Lastly I want to talk of what I believe is the most important comment from Gen Zero; “We definitely want intergenerational justice, making sure young people are supported.”
This generation is already facing: an unsustainable superannuation scheme; mounting health costs and most likely an unsustainable health system; ameliorating the costs of climate change; and now repaying virus borrowing. The last thing they need is ill directed spending that could be better used to at least address one of the issues on the above list. What about de-carbonising the grid? Didn’t we use the last great depression to build power stations?
I agree with you except for Wellington’s ‘four lanes to the planes’ or the missing of SH 1between the Terrace and Mt Victoria tunnels to divert no essential traffic away from the central city area which needs to happen regardless of which way it is viewed.
There will never be a time like the next 2 weeks yet there is a telling zone of silence from the Council, Mayor and Councillors and AT.
They smugly rejoiced in their meaningless declaration of a climate emergency and post the odd social media suggesting one day we might close the lower part of Queen St. Now is the time to be bold.
It won’t take big money, huge infrastructure, just the few cones that NY did around Times Square.
If we don’t see the sort of action enlightened cities are taking, we must vote out those councillors next time around.
Pity about AT. They just show once again they are genuinely car-centric and the Mayor and Council are too lame to touch them.
This from today’s New York Times editorial. Anyone locally listening?
Has there ever been a better time to experiment with street closures? Recent smartphone location data compiled by
Streetlight Data showed that traffic has declined 83 percent in San Francisco, 77 percent in Washington, D.C., and 67 percent in New York.

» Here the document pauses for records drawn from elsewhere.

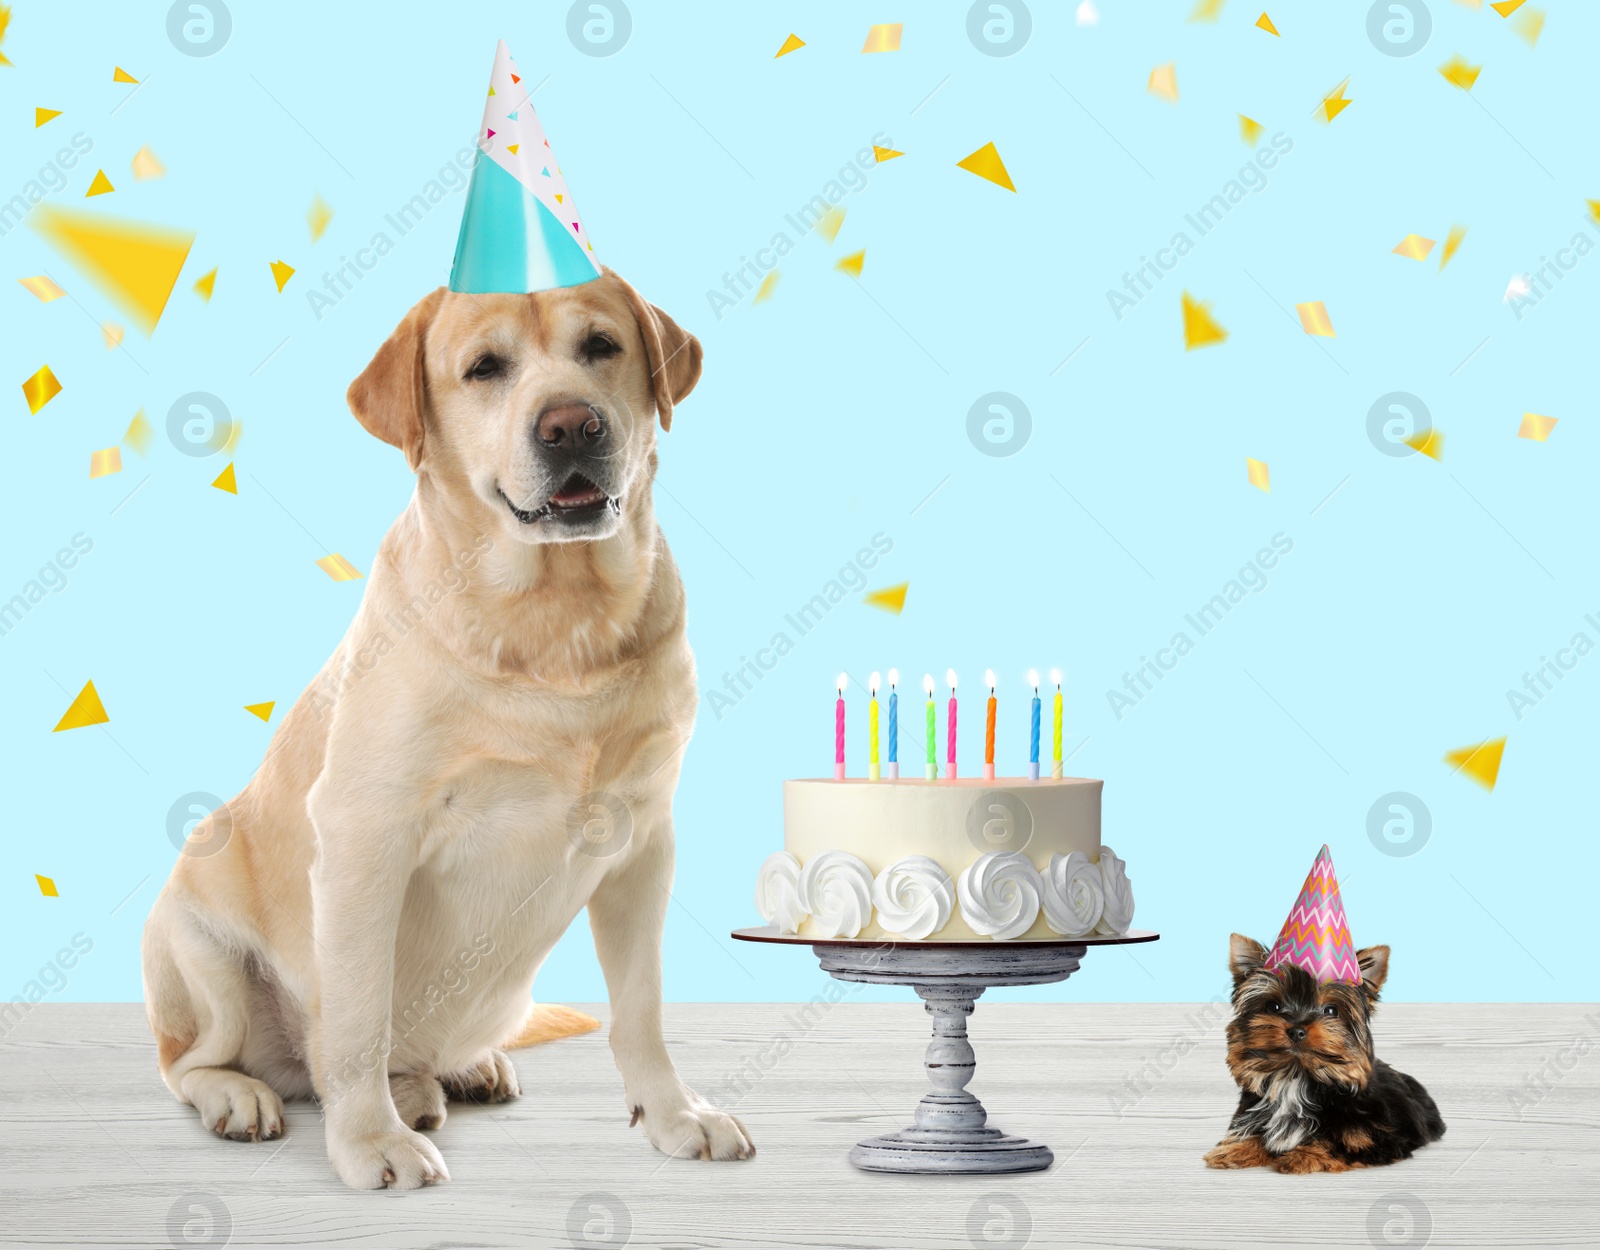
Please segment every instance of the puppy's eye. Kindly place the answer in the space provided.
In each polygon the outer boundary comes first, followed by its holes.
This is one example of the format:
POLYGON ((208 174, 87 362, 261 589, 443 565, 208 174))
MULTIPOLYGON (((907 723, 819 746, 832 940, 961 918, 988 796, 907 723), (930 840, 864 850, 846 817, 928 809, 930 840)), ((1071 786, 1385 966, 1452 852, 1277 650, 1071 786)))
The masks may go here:
POLYGON ((1335 1007, 1332 1003, 1329 1003, 1326 1007, 1324 1007, 1322 1009, 1322 1014, 1325 1015, 1325 1016, 1336 1016, 1336 1015, 1339 1014, 1339 1009, 1337 1007, 1335 1007))
POLYGON ((468 382, 486 382, 490 378, 497 378, 506 371, 506 362, 493 352, 479 356, 467 370, 468 382))
POLYGON ((1283 1010, 1283 1007, 1279 1003, 1268 1003, 1267 1004, 1267 1010, 1270 1011, 1273 1015, 1277 1015, 1280 1011, 1283 1010))
POLYGON ((585 360, 609 360, 621 355, 622 345, 609 334, 594 333, 578 346, 578 354, 585 360))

In Oakland, Calif., Mayor Libby Schaaf is taking up the challenge. Oakland’s open streets initiative — which opened 74 miles of streets to pedestrians and cyclists this month — was particularly easy to carry out because the city used traffic data already collected for the creation of its bike lanes.“Traffic is wildly reduced and people are behaving in a kinder way, so it’s an ideal moment to roll out an initiative that’s about joy, repurposing the commons and health,” Ms. Schaaf said in an interview Thursday.
I agree with you completely.
What if Auckland was to embrace the bold move that Sao Paulo, one of the world’s biggest cities, has made? Close off a huge chunk of motorway during the day on Sunday. What about a lane of the Harbour Bridge to encourage cyclists/visitors into the city on just one day of the week.
Of course there will be all sorts of reasons why it can’t be done – hard to believe that we used to be a “can do” country.
You could close Queen St north of mayoral drive tomorrow, leaving just buses, cycles and emergency or delivery vehicles.
No one driving a private car would notice.